Aller au contenu principal

La pomme de terre face aux défis du changement climatique

Le 18 mai, le CNIPT a convié la filière pommes de terre à une conférence portant sur l’avenir de la production face à l’évolution climatique.

© Europatat

C’est à Paris que le CNIPT avait convié producteurs, distributeurs et détaillants à sa traditionnelle conférence. Le sujet retenu cette année était d’actualité : le défi du changement climatique pour la filière pommes de terre fraîches. Avec l’intervention d’un grand témoin : Bernard Valiorgue, professeur à l’EM Lyon Business School et auteur de « Refonder l’agriculture à l’heure de l’anthropocène ».

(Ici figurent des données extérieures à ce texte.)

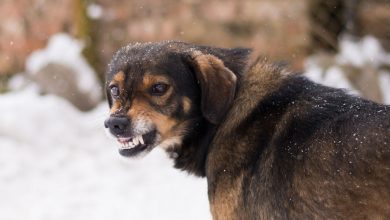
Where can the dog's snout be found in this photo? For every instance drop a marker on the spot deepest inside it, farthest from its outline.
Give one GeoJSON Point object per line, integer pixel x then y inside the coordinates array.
{"type": "Point", "coordinates": [117, 125]}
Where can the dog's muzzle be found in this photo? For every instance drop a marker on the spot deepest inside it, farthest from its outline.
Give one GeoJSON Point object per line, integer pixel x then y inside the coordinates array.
{"type": "Point", "coordinates": [117, 125]}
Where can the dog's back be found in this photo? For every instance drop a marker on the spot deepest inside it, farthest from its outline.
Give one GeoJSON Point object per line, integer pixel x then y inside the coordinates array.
{"type": "Point", "coordinates": [290, 148]}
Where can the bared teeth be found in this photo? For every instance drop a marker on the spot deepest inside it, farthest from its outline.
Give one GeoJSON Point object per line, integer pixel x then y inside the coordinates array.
{"type": "Point", "coordinates": [136, 141]}
{"type": "Point", "coordinates": [128, 143]}
{"type": "Point", "coordinates": [141, 140]}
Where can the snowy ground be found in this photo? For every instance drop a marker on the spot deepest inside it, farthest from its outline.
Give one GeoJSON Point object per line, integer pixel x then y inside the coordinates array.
{"type": "Point", "coordinates": [57, 163]}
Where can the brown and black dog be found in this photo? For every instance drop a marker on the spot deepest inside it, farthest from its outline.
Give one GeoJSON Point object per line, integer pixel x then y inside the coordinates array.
{"type": "Point", "coordinates": [272, 145]}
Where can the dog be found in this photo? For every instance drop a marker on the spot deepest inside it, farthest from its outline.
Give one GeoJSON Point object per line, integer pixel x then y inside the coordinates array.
{"type": "Point", "coordinates": [272, 144]}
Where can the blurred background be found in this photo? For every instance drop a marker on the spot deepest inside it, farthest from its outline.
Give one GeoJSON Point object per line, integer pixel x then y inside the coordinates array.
{"type": "Point", "coordinates": [55, 160]}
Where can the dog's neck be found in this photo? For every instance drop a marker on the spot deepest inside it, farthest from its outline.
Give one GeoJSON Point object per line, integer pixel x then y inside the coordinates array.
{"type": "Point", "coordinates": [191, 155]}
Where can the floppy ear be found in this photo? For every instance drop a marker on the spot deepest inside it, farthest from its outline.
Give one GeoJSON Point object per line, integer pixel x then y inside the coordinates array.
{"type": "Point", "coordinates": [217, 84]}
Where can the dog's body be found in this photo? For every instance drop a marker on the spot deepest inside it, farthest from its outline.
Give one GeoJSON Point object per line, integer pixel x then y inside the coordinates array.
{"type": "Point", "coordinates": [272, 145]}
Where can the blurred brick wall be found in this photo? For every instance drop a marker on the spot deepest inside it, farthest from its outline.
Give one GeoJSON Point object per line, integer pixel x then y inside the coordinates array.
{"type": "Point", "coordinates": [277, 28]}
{"type": "Point", "coordinates": [25, 25]}
{"type": "Point", "coordinates": [274, 27]}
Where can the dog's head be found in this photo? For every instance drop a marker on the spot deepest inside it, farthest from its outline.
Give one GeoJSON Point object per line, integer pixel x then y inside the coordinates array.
{"type": "Point", "coordinates": [158, 92]}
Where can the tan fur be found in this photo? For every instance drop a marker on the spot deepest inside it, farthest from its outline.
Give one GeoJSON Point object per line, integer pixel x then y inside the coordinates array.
{"type": "Point", "coordinates": [164, 124]}
{"type": "Point", "coordinates": [116, 106]}
{"type": "Point", "coordinates": [186, 105]}
{"type": "Point", "coordinates": [262, 73]}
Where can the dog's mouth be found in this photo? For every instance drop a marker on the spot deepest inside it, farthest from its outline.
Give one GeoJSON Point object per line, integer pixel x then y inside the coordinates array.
{"type": "Point", "coordinates": [131, 146]}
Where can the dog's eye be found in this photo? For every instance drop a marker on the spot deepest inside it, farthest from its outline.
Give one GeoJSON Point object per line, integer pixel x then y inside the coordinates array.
{"type": "Point", "coordinates": [159, 89]}
{"type": "Point", "coordinates": [114, 91]}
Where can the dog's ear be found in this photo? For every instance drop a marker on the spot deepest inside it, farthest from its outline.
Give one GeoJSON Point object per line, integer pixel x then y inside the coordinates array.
{"type": "Point", "coordinates": [217, 84]}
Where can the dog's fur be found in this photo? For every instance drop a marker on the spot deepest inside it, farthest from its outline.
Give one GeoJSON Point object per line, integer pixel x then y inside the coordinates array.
{"type": "Point", "coordinates": [272, 145]}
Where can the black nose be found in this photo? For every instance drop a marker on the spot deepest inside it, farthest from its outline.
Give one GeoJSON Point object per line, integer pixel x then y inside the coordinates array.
{"type": "Point", "coordinates": [117, 125]}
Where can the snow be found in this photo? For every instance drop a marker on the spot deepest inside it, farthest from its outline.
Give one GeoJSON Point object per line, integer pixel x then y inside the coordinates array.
{"type": "Point", "coordinates": [366, 51]}
{"type": "Point", "coordinates": [359, 53]}
{"type": "Point", "coordinates": [65, 50]}
{"type": "Point", "coordinates": [57, 163]}
{"type": "Point", "coordinates": [95, 11]}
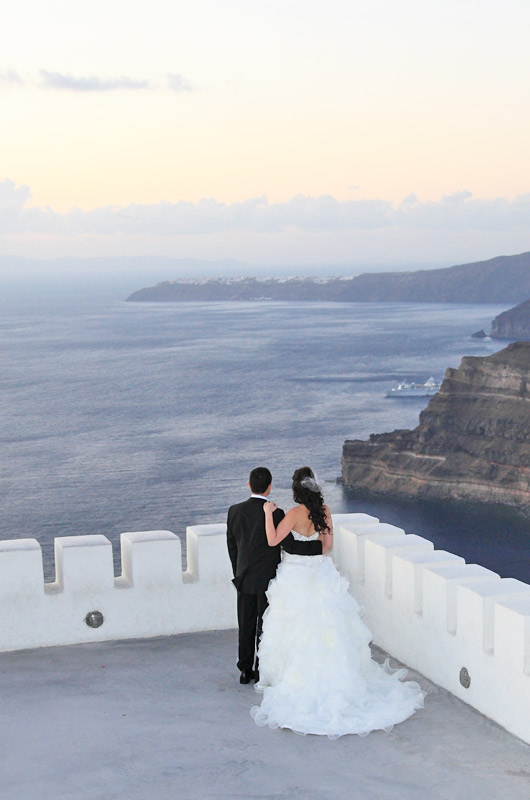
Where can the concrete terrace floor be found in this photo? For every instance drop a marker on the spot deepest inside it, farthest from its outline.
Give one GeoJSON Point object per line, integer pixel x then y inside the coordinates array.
{"type": "Point", "coordinates": [165, 718]}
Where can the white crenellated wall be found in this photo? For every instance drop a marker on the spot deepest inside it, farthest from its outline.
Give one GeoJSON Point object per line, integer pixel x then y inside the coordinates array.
{"type": "Point", "coordinates": [437, 614]}
{"type": "Point", "coordinates": [426, 607]}
{"type": "Point", "coordinates": [151, 597]}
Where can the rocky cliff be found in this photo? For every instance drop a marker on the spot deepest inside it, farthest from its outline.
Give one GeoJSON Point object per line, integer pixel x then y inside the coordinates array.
{"type": "Point", "coordinates": [472, 442]}
{"type": "Point", "coordinates": [505, 279]}
{"type": "Point", "coordinates": [513, 324]}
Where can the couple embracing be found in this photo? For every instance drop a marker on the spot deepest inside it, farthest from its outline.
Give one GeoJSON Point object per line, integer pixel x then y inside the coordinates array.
{"type": "Point", "coordinates": [301, 637]}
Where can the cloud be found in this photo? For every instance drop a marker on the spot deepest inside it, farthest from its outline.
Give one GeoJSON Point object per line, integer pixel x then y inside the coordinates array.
{"type": "Point", "coordinates": [177, 83]}
{"type": "Point", "coordinates": [11, 77]}
{"type": "Point", "coordinates": [59, 80]}
{"type": "Point", "coordinates": [454, 213]}
{"type": "Point", "coordinates": [62, 81]}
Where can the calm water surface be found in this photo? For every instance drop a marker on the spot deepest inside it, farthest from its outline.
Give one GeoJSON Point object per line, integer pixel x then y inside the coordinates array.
{"type": "Point", "coordinates": [119, 417]}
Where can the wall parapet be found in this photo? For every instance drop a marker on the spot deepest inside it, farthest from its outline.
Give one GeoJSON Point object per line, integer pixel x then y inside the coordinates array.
{"type": "Point", "coordinates": [460, 625]}
{"type": "Point", "coordinates": [151, 597]}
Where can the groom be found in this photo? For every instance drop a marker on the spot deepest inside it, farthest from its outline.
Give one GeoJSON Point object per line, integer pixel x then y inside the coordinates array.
{"type": "Point", "coordinates": [254, 564]}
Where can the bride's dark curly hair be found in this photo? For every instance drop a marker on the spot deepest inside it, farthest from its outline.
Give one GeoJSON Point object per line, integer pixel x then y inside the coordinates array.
{"type": "Point", "coordinates": [312, 500]}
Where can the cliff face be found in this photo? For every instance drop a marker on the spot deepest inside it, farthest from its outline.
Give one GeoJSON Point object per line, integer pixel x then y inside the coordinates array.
{"type": "Point", "coordinates": [472, 442]}
{"type": "Point", "coordinates": [513, 324]}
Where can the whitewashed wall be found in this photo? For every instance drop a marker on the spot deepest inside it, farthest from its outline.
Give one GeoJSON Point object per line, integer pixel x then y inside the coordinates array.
{"type": "Point", "coordinates": [152, 597]}
{"type": "Point", "coordinates": [424, 606]}
{"type": "Point", "coordinates": [440, 615]}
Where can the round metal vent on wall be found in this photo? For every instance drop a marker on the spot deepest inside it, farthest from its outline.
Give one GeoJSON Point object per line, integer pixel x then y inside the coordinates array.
{"type": "Point", "coordinates": [94, 619]}
{"type": "Point", "coordinates": [465, 678]}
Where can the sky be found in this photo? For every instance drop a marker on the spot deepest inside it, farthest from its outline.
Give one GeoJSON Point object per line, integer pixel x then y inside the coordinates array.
{"type": "Point", "coordinates": [335, 135]}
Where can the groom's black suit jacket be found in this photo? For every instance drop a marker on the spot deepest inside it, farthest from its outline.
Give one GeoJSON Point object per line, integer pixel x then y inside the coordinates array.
{"type": "Point", "coordinates": [254, 562]}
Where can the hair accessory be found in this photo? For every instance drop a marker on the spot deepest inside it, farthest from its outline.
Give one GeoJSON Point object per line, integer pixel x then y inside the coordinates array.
{"type": "Point", "coordinates": [312, 484]}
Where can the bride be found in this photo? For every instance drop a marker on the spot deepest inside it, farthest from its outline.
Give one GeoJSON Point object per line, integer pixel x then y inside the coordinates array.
{"type": "Point", "coordinates": [316, 671]}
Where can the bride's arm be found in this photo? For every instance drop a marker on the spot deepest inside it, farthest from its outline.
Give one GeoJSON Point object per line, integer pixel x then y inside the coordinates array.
{"type": "Point", "coordinates": [276, 535]}
{"type": "Point", "coordinates": [327, 537]}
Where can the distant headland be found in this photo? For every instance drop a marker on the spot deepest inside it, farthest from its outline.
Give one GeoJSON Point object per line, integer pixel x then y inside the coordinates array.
{"type": "Point", "coordinates": [504, 279]}
{"type": "Point", "coordinates": [471, 442]}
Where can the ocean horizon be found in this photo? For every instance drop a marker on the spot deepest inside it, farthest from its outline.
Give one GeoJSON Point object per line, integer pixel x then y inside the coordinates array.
{"type": "Point", "coordinates": [135, 416]}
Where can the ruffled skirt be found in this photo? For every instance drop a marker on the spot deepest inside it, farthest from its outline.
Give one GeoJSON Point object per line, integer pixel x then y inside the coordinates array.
{"type": "Point", "coordinates": [316, 670]}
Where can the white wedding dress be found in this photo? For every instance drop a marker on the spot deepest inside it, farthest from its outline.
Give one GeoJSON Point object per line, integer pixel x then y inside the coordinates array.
{"type": "Point", "coordinates": [316, 670]}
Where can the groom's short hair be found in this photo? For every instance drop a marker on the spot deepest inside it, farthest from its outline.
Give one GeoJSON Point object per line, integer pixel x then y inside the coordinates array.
{"type": "Point", "coordinates": [260, 478]}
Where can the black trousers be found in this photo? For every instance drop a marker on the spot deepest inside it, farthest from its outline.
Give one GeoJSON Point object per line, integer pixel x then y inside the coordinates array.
{"type": "Point", "coordinates": [250, 608]}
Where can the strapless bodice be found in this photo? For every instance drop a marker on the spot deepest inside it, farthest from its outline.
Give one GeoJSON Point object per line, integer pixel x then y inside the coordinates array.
{"type": "Point", "coordinates": [301, 538]}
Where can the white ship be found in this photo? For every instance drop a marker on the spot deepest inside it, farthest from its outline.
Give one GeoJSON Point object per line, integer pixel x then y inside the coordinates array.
{"type": "Point", "coordinates": [411, 389]}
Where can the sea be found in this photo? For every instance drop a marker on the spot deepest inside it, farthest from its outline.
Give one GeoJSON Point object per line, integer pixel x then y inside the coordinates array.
{"type": "Point", "coordinates": [121, 416]}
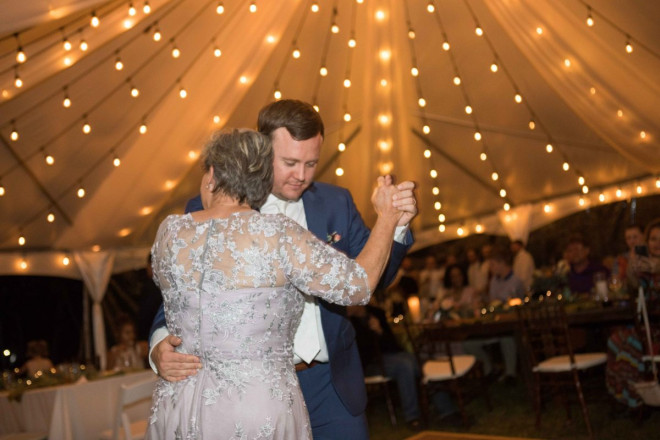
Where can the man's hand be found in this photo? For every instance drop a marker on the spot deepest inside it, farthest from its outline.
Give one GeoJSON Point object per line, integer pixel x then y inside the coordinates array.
{"type": "Point", "coordinates": [405, 201]}
{"type": "Point", "coordinates": [173, 366]}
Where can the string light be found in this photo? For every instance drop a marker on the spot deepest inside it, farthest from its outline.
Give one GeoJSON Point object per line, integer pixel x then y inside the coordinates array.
{"type": "Point", "coordinates": [118, 63]}
{"type": "Point", "coordinates": [18, 82]}
{"type": "Point", "coordinates": [157, 35]}
{"type": "Point", "coordinates": [86, 127]}
{"type": "Point", "coordinates": [14, 133]}
{"type": "Point", "coordinates": [176, 53]}
{"type": "Point", "coordinates": [66, 102]}
{"type": "Point", "coordinates": [590, 19]}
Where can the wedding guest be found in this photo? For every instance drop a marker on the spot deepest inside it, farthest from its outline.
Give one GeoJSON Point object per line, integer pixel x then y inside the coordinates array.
{"type": "Point", "coordinates": [233, 280]}
{"type": "Point", "coordinates": [37, 354]}
{"type": "Point", "coordinates": [127, 353]}
{"type": "Point", "coordinates": [523, 263]}
{"type": "Point", "coordinates": [583, 269]}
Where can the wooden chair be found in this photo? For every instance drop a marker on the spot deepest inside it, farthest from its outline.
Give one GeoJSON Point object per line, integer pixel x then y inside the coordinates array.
{"type": "Point", "coordinates": [547, 349]}
{"type": "Point", "coordinates": [128, 395]}
{"type": "Point", "coordinates": [442, 370]}
{"type": "Point", "coordinates": [379, 383]}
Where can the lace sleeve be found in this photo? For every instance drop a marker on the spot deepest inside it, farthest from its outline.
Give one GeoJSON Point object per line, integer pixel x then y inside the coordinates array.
{"type": "Point", "coordinates": [317, 269]}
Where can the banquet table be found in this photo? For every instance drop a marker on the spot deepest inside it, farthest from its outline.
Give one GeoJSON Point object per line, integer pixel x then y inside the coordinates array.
{"type": "Point", "coordinates": [74, 411]}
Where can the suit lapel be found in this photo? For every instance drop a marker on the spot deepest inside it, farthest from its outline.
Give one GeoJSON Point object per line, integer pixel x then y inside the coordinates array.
{"type": "Point", "coordinates": [315, 213]}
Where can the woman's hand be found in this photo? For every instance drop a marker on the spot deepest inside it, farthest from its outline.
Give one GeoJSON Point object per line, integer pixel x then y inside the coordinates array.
{"type": "Point", "coordinates": [383, 199]}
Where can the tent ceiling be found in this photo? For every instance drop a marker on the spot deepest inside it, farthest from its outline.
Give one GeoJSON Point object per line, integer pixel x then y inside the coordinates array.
{"type": "Point", "coordinates": [592, 112]}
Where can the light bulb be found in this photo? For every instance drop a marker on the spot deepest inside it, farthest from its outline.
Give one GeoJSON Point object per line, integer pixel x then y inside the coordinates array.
{"type": "Point", "coordinates": [20, 55]}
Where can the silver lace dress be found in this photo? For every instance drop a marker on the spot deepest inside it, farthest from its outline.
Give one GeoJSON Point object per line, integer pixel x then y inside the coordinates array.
{"type": "Point", "coordinates": [232, 292]}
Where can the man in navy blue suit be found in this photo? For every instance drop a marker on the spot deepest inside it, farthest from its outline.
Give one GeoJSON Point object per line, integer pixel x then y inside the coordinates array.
{"type": "Point", "coordinates": [326, 356]}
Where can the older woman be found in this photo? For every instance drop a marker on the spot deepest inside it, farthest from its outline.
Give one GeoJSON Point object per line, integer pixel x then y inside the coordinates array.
{"type": "Point", "coordinates": [231, 280]}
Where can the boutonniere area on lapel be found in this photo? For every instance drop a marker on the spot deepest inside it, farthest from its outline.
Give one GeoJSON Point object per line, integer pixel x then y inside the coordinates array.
{"type": "Point", "coordinates": [333, 238]}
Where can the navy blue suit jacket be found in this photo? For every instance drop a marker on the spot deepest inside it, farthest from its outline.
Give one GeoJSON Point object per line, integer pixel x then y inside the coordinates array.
{"type": "Point", "coordinates": [330, 210]}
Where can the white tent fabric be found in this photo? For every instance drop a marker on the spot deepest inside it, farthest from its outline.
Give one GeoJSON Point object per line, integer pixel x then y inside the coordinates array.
{"type": "Point", "coordinates": [95, 269]}
{"type": "Point", "coordinates": [412, 108]}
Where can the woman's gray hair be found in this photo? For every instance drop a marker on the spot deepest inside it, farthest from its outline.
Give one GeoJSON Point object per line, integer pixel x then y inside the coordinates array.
{"type": "Point", "coordinates": [242, 162]}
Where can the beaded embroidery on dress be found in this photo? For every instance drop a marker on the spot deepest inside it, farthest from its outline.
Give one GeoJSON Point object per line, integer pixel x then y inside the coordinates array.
{"type": "Point", "coordinates": [231, 290]}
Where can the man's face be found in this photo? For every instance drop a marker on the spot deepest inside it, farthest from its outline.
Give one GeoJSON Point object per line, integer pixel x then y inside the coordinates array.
{"type": "Point", "coordinates": [294, 163]}
{"type": "Point", "coordinates": [633, 238]}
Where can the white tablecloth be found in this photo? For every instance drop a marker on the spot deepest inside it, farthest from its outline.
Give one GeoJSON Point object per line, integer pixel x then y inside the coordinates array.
{"type": "Point", "coordinates": [71, 412]}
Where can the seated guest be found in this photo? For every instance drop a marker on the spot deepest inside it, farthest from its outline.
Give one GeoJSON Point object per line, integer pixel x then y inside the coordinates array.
{"type": "Point", "coordinates": [458, 298]}
{"type": "Point", "coordinates": [37, 354]}
{"type": "Point", "coordinates": [625, 346]}
{"type": "Point", "coordinates": [381, 354]}
{"type": "Point", "coordinates": [127, 353]}
{"type": "Point", "coordinates": [523, 263]}
{"type": "Point", "coordinates": [581, 275]}
{"type": "Point", "coordinates": [504, 285]}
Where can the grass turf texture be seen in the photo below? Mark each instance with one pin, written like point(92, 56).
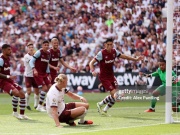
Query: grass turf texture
point(127, 118)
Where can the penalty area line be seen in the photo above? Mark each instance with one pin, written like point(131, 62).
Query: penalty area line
point(90, 131)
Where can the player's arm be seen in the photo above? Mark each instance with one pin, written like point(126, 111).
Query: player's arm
point(48, 72)
point(3, 76)
point(75, 96)
point(154, 74)
point(32, 62)
point(97, 58)
point(55, 115)
point(66, 65)
point(123, 56)
point(174, 77)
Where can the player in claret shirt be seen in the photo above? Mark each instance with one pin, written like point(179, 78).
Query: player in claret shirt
point(106, 59)
point(29, 78)
point(56, 57)
point(40, 66)
point(8, 85)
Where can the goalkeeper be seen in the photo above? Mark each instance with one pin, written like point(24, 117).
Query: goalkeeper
point(161, 90)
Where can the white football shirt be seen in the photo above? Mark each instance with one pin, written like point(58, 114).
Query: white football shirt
point(55, 97)
point(28, 70)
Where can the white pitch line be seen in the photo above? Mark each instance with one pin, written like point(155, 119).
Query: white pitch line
point(33, 113)
point(83, 131)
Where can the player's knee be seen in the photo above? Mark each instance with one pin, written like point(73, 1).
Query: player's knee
point(83, 110)
point(175, 109)
point(155, 93)
point(86, 106)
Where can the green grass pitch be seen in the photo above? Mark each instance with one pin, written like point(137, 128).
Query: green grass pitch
point(127, 118)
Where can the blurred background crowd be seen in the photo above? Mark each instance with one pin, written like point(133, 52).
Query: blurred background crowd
point(137, 26)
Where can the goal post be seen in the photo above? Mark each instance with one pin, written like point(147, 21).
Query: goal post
point(169, 50)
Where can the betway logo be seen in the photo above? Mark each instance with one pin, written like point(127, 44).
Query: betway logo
point(129, 79)
point(8, 68)
point(44, 60)
point(109, 61)
point(81, 80)
point(55, 59)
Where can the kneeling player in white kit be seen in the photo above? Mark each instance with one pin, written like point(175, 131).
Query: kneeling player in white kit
point(69, 112)
point(29, 79)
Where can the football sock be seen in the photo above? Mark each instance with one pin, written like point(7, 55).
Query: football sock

Lire aussi : Repenser la place de la pomme de terre dans les linéaires

Devenir une filière à impacts ?

« L’agriculture est la première victime du changement climatique », a expliqué l’universitaire après avoir dressé un tableau – parfois un peu glaçant – de ce pourrait être le climat de demain, en se basant sur les scénarios élaborés par le GIEC. Pour lui, le secteur va être sous le feu de trois grands faits : la multiplication des aléas climatiques et biologiques, la forte imprévisibilité à laquelle les opérateurs vont devoir faire face (quel type de culture pour quel rendement attendu ?) et l’augmentation forte d’une critique sociale, parfois radicalisée.

 

 

Face à cette situation, Bernard Valiorgue discerne deux façons de réagir. « Il s’agit soit de travailler à réduire les effets à impacts négatifs, soit adopter une trajectoire d’adaptation, a-t-il expliqué. Une production bas carbone, ce n’est pas une adaptation à l’avenir qui va demander un changement total de paradigme ».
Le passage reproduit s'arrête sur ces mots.